How Windows Update driver installation works

  1. Evaluation phase: The script instantiates Microsoft.Update.ServiceManager with ClientApplicationID = 'Automox', registers the Microsoft Update service (7971f918-a847-4430-9279-4a52d1efe18d), opens a Microsoft.Update.Session with UserLocale 1033, and calls CreateUpdateSearcher().Search("Type='Driver' and IsInstalled=0"). If the resulting Updates collection has any members, the script logs Found N driver updates available and exits 2; otherwise it logs No driver updates available and exits 0.

  2. Remediation phase: The script repeats the search, walks the pending driver set, and calls AcceptEula() on any driver where EulaAccepted is 0. It loads uncached drivers into a Microsoft.Update.UpdateColl for download and the full pending set into a second UpdateColl for install. CreateUpdateDownloader() runs the download, checking that ResultCode is 2 (succeeded) or 3 (succeeded with errors). CreateUpdateInstaller() runs the install, and the script enumerates GetUpdateResult(i).ResultCode for each driver, sorting Title entries into a successful or failed Format-Table. Exit 2 if any driver failed; exit 0 once Installation of all drivers from Windows Update was successful is written to stdout.

Windows Update driver policy requirements

  • Windows 8, Windows 10, Windows 11, Windows Server 2016, 2019, 2022, or equivalent (workstation or server SKU)

  • PowerShell 3.0 or higher (in-box on every supported OS)

  • Administrator or SYSTEM context for the Automox agent so the Microsoft.Update.Installer COM object can write driver packages

  • Outbound network access to *.windowsupdate.com and *.update.microsoft.com (or to your WSUS / Microsoft Connected Cache origin if Windows Update for Business is in use)

  • Free disk space on the system drive for driver download and extraction; firmware and GPU drivers can each exceed 500 MB

  • ExcludeWUDriversInQualityUpdate under HKLM:\SOFTWARE\Policies\Microsoft\Windows\WindowsUpdate left unset or set to 0; a value of 1 instructs Windows Update to skip drivers and will cause this Worklet to report zero pending updates regardless of vendor availability

  • Enable Auto-Reboot on the Worklet policy if you want the agent to handle restart-required drivers automatically; otherwise schedule reboots in a separate maintenance Worklet

Expected Windows Update driver state after remediation

On a successful run, the activity log shows the count of drivers downloaded, a per-driver Format-Table of successful installs, and the closing line Installation of all drivers from Windows Update was successful. Re-running the evaluation script returns exit 0 with No driver updates available, because the Type='Driver' and IsInstalled=0 query now returns an empty collection. Pending reboots surface in the Automox console as Needs Reboot, so you can target a restart Worklet at exactly the endpoints that need one rather than rebooting the whole policy group.

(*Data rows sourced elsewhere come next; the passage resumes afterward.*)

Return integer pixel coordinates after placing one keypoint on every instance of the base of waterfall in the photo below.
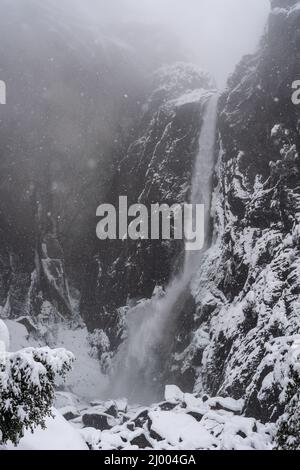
(182, 422)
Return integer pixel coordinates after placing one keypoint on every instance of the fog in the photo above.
(213, 33)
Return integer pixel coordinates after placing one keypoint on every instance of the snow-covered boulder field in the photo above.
(182, 422)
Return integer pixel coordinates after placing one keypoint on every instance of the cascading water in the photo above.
(151, 325)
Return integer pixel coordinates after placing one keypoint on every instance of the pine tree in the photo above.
(27, 381)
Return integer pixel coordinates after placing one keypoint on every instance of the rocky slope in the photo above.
(156, 168)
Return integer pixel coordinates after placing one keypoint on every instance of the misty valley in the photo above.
(149, 227)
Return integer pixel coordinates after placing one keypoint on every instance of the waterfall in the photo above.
(151, 325)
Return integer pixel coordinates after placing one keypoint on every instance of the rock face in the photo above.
(247, 291)
(156, 168)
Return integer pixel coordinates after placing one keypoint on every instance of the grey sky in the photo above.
(216, 33)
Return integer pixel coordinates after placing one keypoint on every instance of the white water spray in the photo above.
(152, 324)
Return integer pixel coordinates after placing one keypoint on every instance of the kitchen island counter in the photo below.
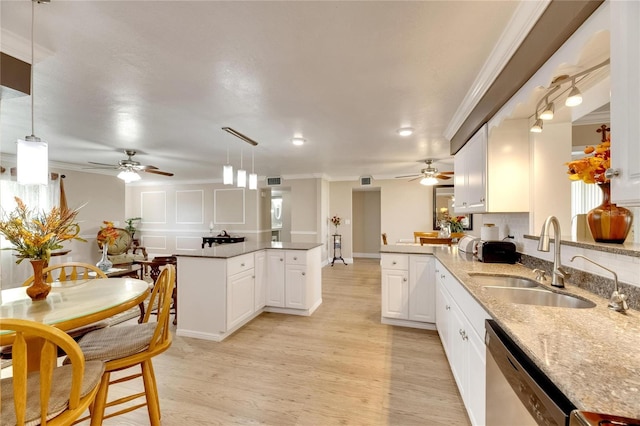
(590, 354)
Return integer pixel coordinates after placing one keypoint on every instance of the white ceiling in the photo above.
(163, 77)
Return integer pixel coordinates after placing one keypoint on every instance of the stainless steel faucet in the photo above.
(559, 274)
(618, 301)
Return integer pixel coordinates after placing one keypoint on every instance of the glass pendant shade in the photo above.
(242, 178)
(33, 162)
(227, 174)
(429, 181)
(537, 127)
(128, 176)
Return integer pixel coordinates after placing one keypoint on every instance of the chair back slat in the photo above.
(69, 271)
(52, 338)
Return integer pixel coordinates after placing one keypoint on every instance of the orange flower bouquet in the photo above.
(591, 169)
(107, 233)
(35, 234)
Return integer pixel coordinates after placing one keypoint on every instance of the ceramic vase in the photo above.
(609, 223)
(39, 289)
(104, 264)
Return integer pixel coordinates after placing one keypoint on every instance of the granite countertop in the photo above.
(590, 354)
(225, 251)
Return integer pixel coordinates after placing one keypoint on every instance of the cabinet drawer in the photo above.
(296, 258)
(394, 261)
(239, 264)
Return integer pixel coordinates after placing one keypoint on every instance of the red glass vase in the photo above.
(39, 289)
(609, 223)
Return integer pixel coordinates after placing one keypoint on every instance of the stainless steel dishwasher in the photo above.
(518, 392)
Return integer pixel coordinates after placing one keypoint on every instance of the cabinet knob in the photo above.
(610, 173)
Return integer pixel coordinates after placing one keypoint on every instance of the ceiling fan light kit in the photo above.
(32, 153)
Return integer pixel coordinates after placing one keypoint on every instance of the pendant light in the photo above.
(242, 175)
(227, 171)
(253, 178)
(32, 152)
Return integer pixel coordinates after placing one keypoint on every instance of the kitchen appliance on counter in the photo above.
(585, 418)
(518, 392)
(468, 244)
(497, 252)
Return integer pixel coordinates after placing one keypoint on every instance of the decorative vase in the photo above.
(39, 289)
(609, 223)
(104, 264)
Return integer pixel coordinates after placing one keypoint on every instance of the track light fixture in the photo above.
(574, 97)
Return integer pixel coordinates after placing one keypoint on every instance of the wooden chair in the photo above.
(430, 240)
(52, 395)
(417, 235)
(62, 273)
(122, 251)
(69, 271)
(154, 267)
(128, 346)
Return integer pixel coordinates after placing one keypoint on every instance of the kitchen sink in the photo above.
(538, 296)
(504, 281)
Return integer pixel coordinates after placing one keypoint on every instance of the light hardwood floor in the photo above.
(340, 366)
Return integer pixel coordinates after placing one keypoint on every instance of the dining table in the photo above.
(71, 304)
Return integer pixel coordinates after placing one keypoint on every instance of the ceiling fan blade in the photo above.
(103, 164)
(406, 176)
(158, 172)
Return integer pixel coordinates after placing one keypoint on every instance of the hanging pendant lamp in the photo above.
(32, 152)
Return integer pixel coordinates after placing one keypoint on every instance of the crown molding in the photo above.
(521, 23)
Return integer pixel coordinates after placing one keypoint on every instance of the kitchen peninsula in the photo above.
(587, 353)
(222, 288)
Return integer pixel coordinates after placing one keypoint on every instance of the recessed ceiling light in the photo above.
(405, 131)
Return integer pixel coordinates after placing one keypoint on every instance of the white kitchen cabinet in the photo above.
(293, 281)
(240, 297)
(492, 170)
(260, 266)
(275, 278)
(460, 323)
(625, 102)
(408, 290)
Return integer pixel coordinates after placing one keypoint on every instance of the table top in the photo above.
(75, 303)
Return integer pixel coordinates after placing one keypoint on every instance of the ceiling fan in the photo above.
(429, 175)
(130, 167)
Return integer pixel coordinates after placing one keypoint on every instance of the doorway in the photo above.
(366, 222)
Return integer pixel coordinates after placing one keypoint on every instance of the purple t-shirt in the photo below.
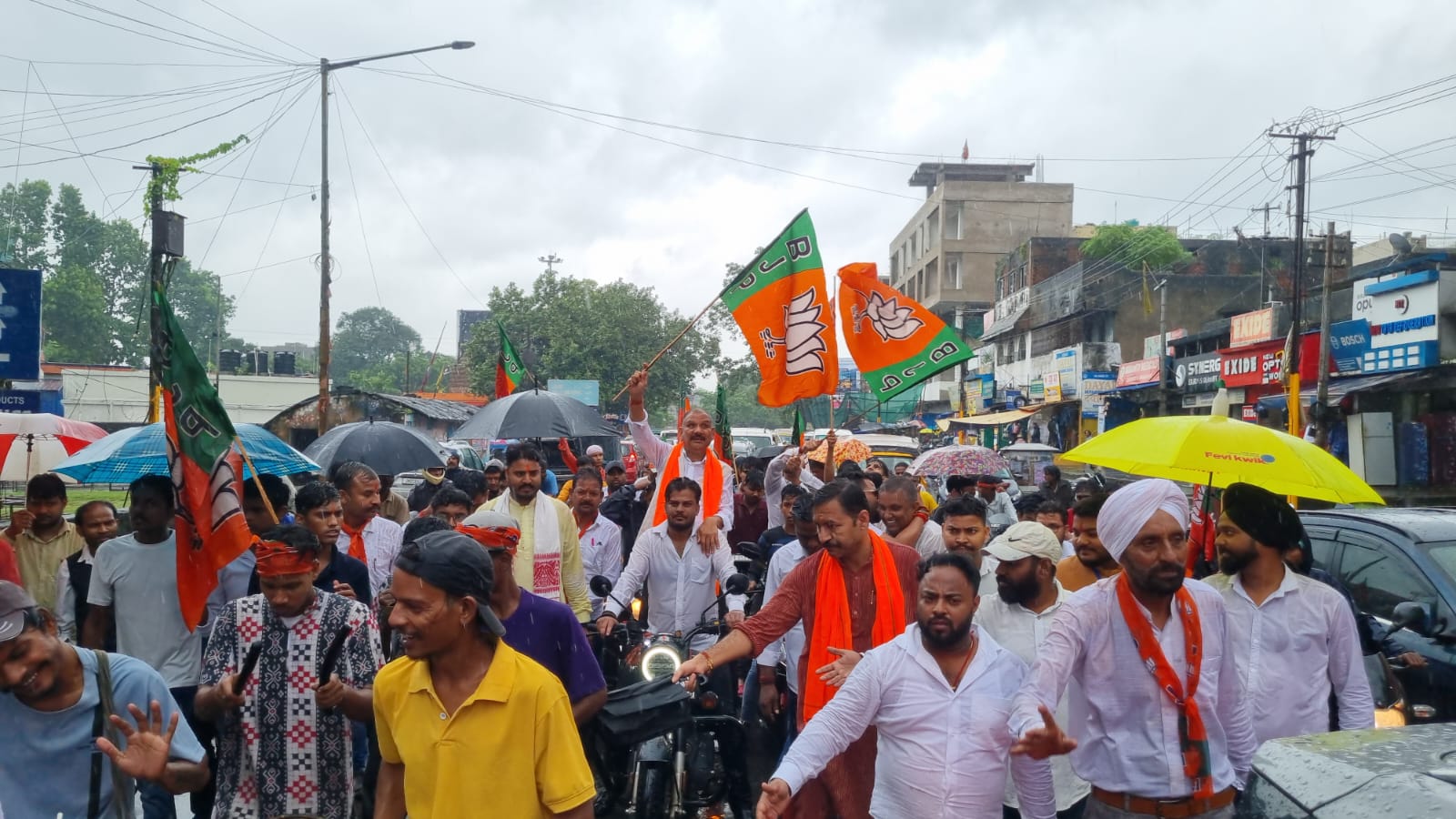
(550, 632)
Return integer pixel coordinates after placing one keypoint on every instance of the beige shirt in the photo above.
(40, 560)
(572, 576)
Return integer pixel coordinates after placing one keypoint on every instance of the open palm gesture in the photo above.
(147, 745)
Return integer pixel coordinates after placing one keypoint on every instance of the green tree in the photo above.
(364, 343)
(77, 322)
(24, 225)
(577, 329)
(1132, 245)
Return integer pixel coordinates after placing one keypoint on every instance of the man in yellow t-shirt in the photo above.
(460, 702)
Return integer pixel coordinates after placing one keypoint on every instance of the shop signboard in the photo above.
(1404, 327)
(1140, 372)
(1198, 373)
(1251, 329)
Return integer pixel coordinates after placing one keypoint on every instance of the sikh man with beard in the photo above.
(943, 678)
(856, 593)
(1019, 615)
(1091, 562)
(1283, 625)
(1162, 727)
(267, 765)
(692, 457)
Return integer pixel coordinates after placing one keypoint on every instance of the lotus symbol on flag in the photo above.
(803, 339)
(892, 321)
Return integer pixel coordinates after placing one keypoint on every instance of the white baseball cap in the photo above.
(1026, 540)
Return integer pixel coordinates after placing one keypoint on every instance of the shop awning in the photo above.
(1339, 388)
(1004, 324)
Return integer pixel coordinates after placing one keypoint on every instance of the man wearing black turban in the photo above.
(1293, 639)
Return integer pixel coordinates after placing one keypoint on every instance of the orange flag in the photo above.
(895, 341)
(781, 303)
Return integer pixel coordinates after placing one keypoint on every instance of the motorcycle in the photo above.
(683, 743)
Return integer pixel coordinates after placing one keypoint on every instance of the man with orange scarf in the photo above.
(856, 593)
(692, 457)
(1152, 656)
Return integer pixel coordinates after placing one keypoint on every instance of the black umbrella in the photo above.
(385, 446)
(536, 414)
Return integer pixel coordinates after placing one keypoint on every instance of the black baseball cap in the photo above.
(458, 566)
(14, 603)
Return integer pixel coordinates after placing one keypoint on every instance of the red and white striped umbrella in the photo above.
(35, 443)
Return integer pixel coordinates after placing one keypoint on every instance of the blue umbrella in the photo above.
(124, 457)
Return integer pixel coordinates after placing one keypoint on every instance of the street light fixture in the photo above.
(325, 66)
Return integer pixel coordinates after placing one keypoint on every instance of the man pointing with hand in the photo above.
(692, 457)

Validate from PowerShell on a sample endpoint with Get-WindowsUpdateLog (the cmdlet that converts WindowsUpdate.etl into a readable log) and look for the AGENT block listing each driver install with result code 0x00000000. Cross-check Device Manager (devmgmt.msc) for the affected hardware classes; the Driver tab should show the new driver date and version. For audit evidence, export the Automox activity log alongside the registry value HKLM:\SOFTWARE\Microsoft\Windows\CurrentVersion\WindowsUpdate\Auto Update\RebootRequired and store both with the policy run ID. The Worklet is idempotent: subsequent runs detect the empty pending-driver set and exit clean, holding the configuration in place without reinstalling anything.